The main areas of carbon neutralization are shown in Figure 1.
2.2. Energy management and its main processes
Energy management refers to the process of meeting the needs of economic development and human life through the rational use, storage and transformation of energy, as well as the prediction, adjustment and control of energy demand (Sadeeq and Zeebaree, 2021; Ning et al., 2022). Energy management is not only the responsibility of the government and enterprises, but also the responsibility of everyone. Everyone should be aware of energy conservation in their lives and participate in energy management efforts. The main processes of energy management are described below.
2.2.1. Data collection
In the process of energy management, data acquisition is an important link (Mahapatra and Nayyar, 2022; Schirmer and Mporas, 2023). Data collection mainly collects data related to energy use and consumption through various sensors, equipment and systems. These data include the production, transformation, storage, transportation, sales and use of energy, as well as people’s energy consumption behavior and demand. Data collection can help people understand the use of energy, analyze and evaluate it according to the actual situation, and provide valuable information and basis for energy management. This information can help formulate reasonable energy planning and strategies to improve energy efficiency and reduce energy costs, thus protecting the environment and promoting economic development. In today’s digital era, data collection has also been greatly developed through network and cloud computing technology. Various energy management systems and platforms can realize remote monitoring, data analysis and management, which provide more accurate, timely and efficient support for energy management.
2.2.2. Energy analysis
Energy analysis refers to the systematic analysis and evaluation of energy use and consumption, and making reasonable suggestions and decisions based on the analysis results. Energy analysis usually analyzes the use of energy, mainly the production, transformation, storage, transportation, sales and use of energy. The energy use in different periods is compared, summarized and evaluated. Energy analysis can help to understand the use and trend of energy and make an overall assessment of it.

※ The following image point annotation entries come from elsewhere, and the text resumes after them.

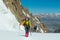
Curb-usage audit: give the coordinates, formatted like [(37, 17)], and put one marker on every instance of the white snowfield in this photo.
[(9, 28)]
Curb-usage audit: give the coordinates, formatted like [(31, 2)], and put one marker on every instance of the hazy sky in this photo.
[(42, 6)]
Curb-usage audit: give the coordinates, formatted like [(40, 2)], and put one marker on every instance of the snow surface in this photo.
[(9, 28)]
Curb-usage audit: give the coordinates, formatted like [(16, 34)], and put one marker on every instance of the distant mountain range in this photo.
[(49, 15)]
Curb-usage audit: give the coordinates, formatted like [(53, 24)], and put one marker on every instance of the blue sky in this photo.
[(42, 6)]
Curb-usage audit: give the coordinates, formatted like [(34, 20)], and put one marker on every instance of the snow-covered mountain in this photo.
[(50, 15)]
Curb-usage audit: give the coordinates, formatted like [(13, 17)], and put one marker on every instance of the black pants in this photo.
[(27, 28)]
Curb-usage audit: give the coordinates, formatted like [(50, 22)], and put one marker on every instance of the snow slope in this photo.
[(7, 19), (9, 25), (5, 35)]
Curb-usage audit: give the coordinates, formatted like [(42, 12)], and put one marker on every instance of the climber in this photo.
[(27, 26)]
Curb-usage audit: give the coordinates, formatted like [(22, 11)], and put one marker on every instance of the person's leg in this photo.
[(27, 31)]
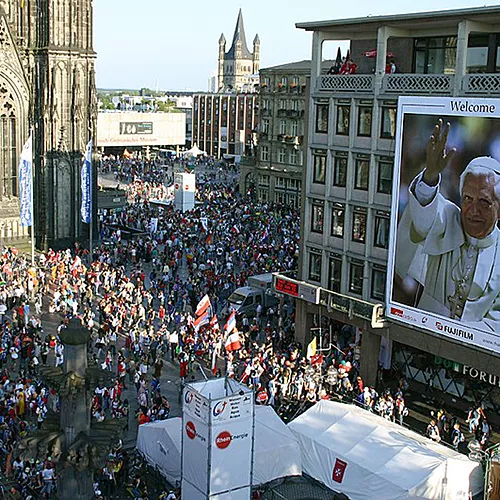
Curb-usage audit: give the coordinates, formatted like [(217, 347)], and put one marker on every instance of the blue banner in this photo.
[(26, 184), (86, 183)]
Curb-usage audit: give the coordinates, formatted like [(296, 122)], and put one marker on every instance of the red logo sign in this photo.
[(223, 440), (190, 430), (339, 470), (396, 312)]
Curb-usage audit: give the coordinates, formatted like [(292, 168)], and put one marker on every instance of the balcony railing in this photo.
[(347, 83), (417, 84), (481, 84)]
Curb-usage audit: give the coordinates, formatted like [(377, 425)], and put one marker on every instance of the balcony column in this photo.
[(461, 61)]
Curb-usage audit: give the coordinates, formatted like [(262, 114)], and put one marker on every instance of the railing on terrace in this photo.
[(347, 83), (481, 84), (417, 84)]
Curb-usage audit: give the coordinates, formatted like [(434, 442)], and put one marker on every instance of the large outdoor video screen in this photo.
[(444, 255)]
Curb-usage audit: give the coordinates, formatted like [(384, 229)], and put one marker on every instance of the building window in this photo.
[(280, 182), (343, 118), (388, 124), (338, 217), (359, 225), (317, 217), (381, 235), (365, 121), (435, 55), (356, 277), (281, 156), (340, 171), (265, 126), (378, 283), (315, 262), (263, 180), (282, 127), (335, 273), (322, 118), (362, 174), (319, 167), (384, 181)]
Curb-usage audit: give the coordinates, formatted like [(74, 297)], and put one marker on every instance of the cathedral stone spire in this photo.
[(239, 40)]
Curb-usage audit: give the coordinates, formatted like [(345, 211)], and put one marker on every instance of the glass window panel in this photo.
[(334, 274), (365, 121), (356, 278), (388, 125), (359, 226), (317, 217), (384, 181), (378, 284), (340, 171), (322, 118), (315, 262), (362, 174), (381, 235), (319, 169), (343, 117), (338, 218)]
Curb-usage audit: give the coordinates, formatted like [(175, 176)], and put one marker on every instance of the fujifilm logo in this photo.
[(471, 107)]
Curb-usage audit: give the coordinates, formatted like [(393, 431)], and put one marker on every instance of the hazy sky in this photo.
[(173, 45)]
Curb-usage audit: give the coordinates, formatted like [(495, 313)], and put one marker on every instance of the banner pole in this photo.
[(32, 203)]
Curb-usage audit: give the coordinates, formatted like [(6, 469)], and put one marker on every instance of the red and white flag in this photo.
[(339, 470), (204, 319), (203, 306), (233, 342), (231, 323)]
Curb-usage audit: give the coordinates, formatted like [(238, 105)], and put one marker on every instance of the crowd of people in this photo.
[(138, 298)]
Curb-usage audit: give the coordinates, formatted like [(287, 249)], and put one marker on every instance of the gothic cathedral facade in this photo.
[(238, 64), (47, 88)]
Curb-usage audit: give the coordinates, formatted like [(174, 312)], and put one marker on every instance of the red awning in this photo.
[(373, 53)]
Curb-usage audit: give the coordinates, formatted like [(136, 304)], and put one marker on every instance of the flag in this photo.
[(86, 179), (204, 319), (311, 349), (231, 323), (339, 470), (203, 306), (233, 342), (26, 184), (214, 323)]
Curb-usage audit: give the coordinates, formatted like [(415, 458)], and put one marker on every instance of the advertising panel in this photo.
[(129, 128), (231, 463), (194, 451), (444, 258)]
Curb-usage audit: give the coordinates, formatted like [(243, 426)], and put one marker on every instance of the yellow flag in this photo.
[(311, 349)]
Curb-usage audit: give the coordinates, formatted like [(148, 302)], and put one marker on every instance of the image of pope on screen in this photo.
[(447, 258)]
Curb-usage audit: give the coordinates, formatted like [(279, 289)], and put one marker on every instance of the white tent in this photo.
[(370, 457), (194, 151), (276, 455)]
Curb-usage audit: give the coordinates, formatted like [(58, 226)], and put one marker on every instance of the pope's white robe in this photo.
[(430, 241)]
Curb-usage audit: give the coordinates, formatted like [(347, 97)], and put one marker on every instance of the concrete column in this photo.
[(370, 350)]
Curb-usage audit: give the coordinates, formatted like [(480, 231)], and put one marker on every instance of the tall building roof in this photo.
[(239, 36)]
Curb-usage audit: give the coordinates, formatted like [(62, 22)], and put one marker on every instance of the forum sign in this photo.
[(444, 252)]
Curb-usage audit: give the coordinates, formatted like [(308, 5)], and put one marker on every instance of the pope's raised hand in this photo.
[(437, 156)]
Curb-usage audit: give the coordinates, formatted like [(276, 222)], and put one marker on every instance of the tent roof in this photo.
[(378, 447)]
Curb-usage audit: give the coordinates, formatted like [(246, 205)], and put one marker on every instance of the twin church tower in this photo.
[(236, 65)]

2.2.3. Evaluation of energy performance
Energy performance refers to the operating efficiency and economy of the energy system. In energy management, common methods for evaluating energy performance include energy efficiency index, energy cost index, energy use density index and energy renewable utilization index (Ramya et al., 2019). Among them, the energy efficiency indicator is an indicator to measure the operational efficiency of the energy system. Its role is to measure the energy conversion efficiency, energy utilization efficiency and energy utilization efficiency. The energy cost indicator is an indicator to measure the economy of the energy system. The common directions include unit energy cost, energy cost ratio and energy cost–benefit ratio. The energy use density indicator is an indicator to measure the impact of the energy system on the environment. The common contents include energy use per unit area, energy use per unit product and energy use per unit population. The renewable energy utilization rate is an indicator to measure the sustainability of the energy system. The commonly used indicators include the proportion of renewable energy, the utilization rate of renewable energy and the proportion of renewable energy output.

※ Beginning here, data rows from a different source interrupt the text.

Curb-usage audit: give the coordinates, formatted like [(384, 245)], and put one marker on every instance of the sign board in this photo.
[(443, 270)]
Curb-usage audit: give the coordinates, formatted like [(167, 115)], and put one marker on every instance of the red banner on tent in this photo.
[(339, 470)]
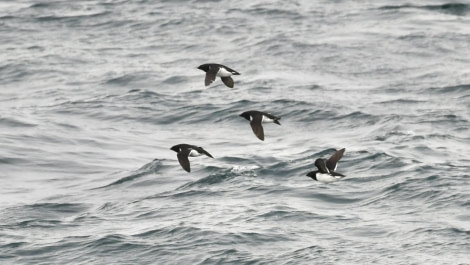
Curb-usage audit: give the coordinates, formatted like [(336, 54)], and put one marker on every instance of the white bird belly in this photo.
[(223, 73), (194, 153)]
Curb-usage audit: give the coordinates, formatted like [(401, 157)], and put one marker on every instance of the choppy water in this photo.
[(94, 93)]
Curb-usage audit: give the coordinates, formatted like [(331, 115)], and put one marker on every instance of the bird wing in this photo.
[(210, 75), (228, 81), (332, 162), (201, 150), (257, 127), (322, 166)]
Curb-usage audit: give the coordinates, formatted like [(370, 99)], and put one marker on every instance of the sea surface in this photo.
[(94, 93)]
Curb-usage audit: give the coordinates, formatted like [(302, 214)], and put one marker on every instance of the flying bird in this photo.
[(325, 172), (184, 151), (213, 70), (256, 118)]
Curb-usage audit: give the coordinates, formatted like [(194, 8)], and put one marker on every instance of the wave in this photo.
[(151, 168), (458, 9)]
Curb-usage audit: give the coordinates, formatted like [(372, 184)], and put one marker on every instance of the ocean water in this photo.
[(94, 93)]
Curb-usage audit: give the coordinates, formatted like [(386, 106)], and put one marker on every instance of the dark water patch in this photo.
[(458, 9), (232, 256), (41, 215), (286, 215), (462, 90), (123, 80), (176, 80), (147, 169), (220, 175)]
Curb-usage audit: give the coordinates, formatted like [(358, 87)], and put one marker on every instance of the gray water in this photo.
[(94, 93)]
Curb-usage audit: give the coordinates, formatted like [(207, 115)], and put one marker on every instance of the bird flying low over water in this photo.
[(325, 172), (213, 70), (184, 151), (258, 117)]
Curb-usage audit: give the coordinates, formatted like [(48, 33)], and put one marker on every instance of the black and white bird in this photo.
[(213, 70), (184, 151), (325, 172), (256, 118)]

2.2.4. Energy conservation and emission reduction
In energy management, energy conservation and emission reduction refers to taking measures to reduce energy use and greenhouse gas emissions, so as to achieve the purpose of saving energy and protecting the environment. When carrying out energy conservation and emission reduction, common methods include improving energy efficiency, promoting renewable energy, controlling greenhouse gas emissions, adopting energy-saving technologies and equipment, improving energy management level, implementing energy plans and policies, etc. When carrying out energy conservation and emission reduction, different energy systems, different energy use conditions and different economic and social conditions should be taken into account, and practical measures should be taken. At the same time, a sound energy management system should be established to monitor and evaluate energy use, so as to constantly improve energy conservation and emission reduction measures.
The main process of energy management is shown in Figure 2.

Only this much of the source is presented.